Unlike Jackson or Roosevelt, Rene Descartes (1596-1650)
didn't like to get out of bed, where he spent a good deal of
time cogitating (I sleep, therefore I think). The philosopher's
eccentric habits are the subject of ``Descartes' Secret
Notebook'' (Broadway, 288 pages, $24.95) by Amir Aczel.
Aczel, author of the bestselling ``Fermat's Last Theorem,''
frames his latest book as an investigation into the decoding of
one of Descartes's notebooks discovered by the German
mathematician Gottfried Leibniz in 1676. The real question is
why Descartes kept his work secret at all.
The son of French nobility and a Catholic who spent much of
his life living in Protestant Netherlands, Descartes may have
been a member of the Rosicrucians, a shadowy fraternity of
scholars who toyed with mysticism and alchemy.
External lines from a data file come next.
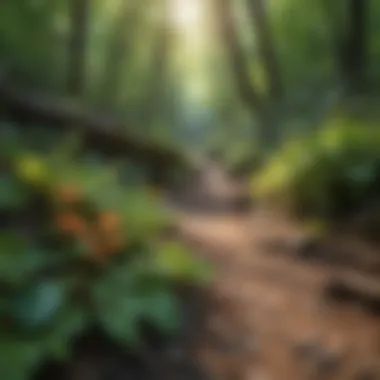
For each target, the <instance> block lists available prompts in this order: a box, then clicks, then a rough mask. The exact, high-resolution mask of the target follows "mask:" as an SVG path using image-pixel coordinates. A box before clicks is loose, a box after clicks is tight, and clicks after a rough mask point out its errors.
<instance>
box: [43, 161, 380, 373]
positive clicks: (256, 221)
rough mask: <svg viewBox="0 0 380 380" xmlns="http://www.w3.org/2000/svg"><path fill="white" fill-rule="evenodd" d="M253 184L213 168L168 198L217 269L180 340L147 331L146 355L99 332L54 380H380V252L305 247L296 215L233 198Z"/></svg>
mask: <svg viewBox="0 0 380 380" xmlns="http://www.w3.org/2000/svg"><path fill="white" fill-rule="evenodd" d="M244 191H245V185H244V184H241V183H238V184H236V183H234V182H233V181H232V180H231V179H229V178H228V177H227V176H226V175H225V174H224V173H223V171H222V170H221V169H219V168H218V167H217V166H215V165H214V166H213V165H211V166H210V165H209V167H208V168H206V170H205V172H204V173H203V172H202V173H200V175H199V178H197V180H196V181H195V183H194V186H189V187H188V188H187V190H184V191H181V192H180V193H179V195H180V197H177V199H174V198H170V201H169V202H168V203H169V207H170V209H171V210H173V211H174V212H175V213H176V214H177V217H178V224H179V225H178V230H179V231H178V232H179V235H180V238H181V239H182V240H184V241H185V242H187V243H188V244H189V246H190V247H192V248H193V250H194V251H195V252H199V255H200V256H201V257H203V258H204V259H206V260H207V261H210V262H211V263H212V265H213V267H214V268H215V276H214V278H213V281H212V284H211V285H210V286H209V287H208V288H207V289H206V290H205V291H202V292H201V294H200V292H199V291H197V290H196V291H195V292H192V291H190V292H189V294H190V297H189V299H188V301H186V302H185V314H186V316H187V318H186V321H187V322H186V324H185V325H186V327H185V329H184V331H183V334H182V335H181V336H180V337H179V339H177V340H176V341H174V342H170V343H167V342H162V340H160V338H158V339H157V338H154V337H153V340H150V341H149V339H148V340H147V345H146V348H144V349H143V350H142V352H141V353H139V354H138V355H137V357H136V356H134V355H131V354H127V355H126V354H125V353H123V350H121V349H120V348H118V347H115V346H114V344H111V343H110V344H106V343H105V342H106V340H105V339H104V338H102V337H100V338H99V337H96V336H95V337H94V339H92V340H91V339H87V341H86V342H85V343H83V342H82V347H79V348H78V350H79V351H78V352H79V354H78V355H77V360H76V361H75V362H74V363H73V366H72V368H70V369H69V372H68V373H67V372H66V373H65V374H64V373H63V372H62V371H60V370H59V371H57V370H53V373H55V375H54V377H53V378H54V380H61V379H62V380H78V379H81V380H127V379H128V380H204V379H207V380H309V379H310V380H317V379H334V380H350V379H352V380H374V379H380V278H379V273H380V271H379V268H380V261H379V260H380V255H379V254H378V250H376V249H371V248H369V246H368V245H367V244H362V242H360V241H354V239H353V237H350V238H349V239H348V238H347V237H344V238H342V239H338V238H336V239H335V240H334V239H333V240H332V242H326V243H325V244H324V245H323V244H322V245H321V244H319V243H318V244H317V245H313V244H311V245H310V244H307V243H306V244H305V243H302V239H301V238H302V235H303V234H302V233H301V231H302V229H300V226H298V225H297V224H296V223H293V222H291V221H289V220H287V219H284V218H281V217H280V216H278V215H274V214H273V213H270V212H268V211H265V210H260V209H258V208H256V209H254V210H249V209H248V208H247V207H246V205H245V202H246V201H245V200H244V201H243V202H235V201H233V199H234V197H235V196H236V195H237V194H242V193H244ZM243 206H244V207H243ZM327 243H328V244H327ZM186 294H187V293H186ZM343 301H346V302H343ZM347 301H350V302H347ZM79 346H80V345H79ZM81 352H82V353H83V352H84V353H85V354H84V356H83V354H80V353H81ZM50 373H51V372H50ZM58 373H59V375H60V376H58ZM45 379H46V380H51V379H52V377H51V376H50V377H49V376H45V377H43V376H42V377H38V380H45Z"/></svg>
He may have
resorted to code in fear of the Inquisition.
Aczel does an adequate job of explaining Descartes's
mathematical and philosophical breakthroughs in the context of
his era, but the book too often reads like a dull math primer.
In a confounding, if intriguing final chapter, Aczel tries
to connect Descartes's formula for Platonic solids and the work
of contemporary cosmologist Jeffrey Weeks.
Weeks created a new model of the geometry of the universe,
one that allows travel through space as if it were a two-
dimensional plane. Think of the video game ``Asteroids,'' in
which a spaceship leaving the right edge of the screen reappears
on the left. It's a fascinating notion, but one that requires
another book to support it, not just seven pages.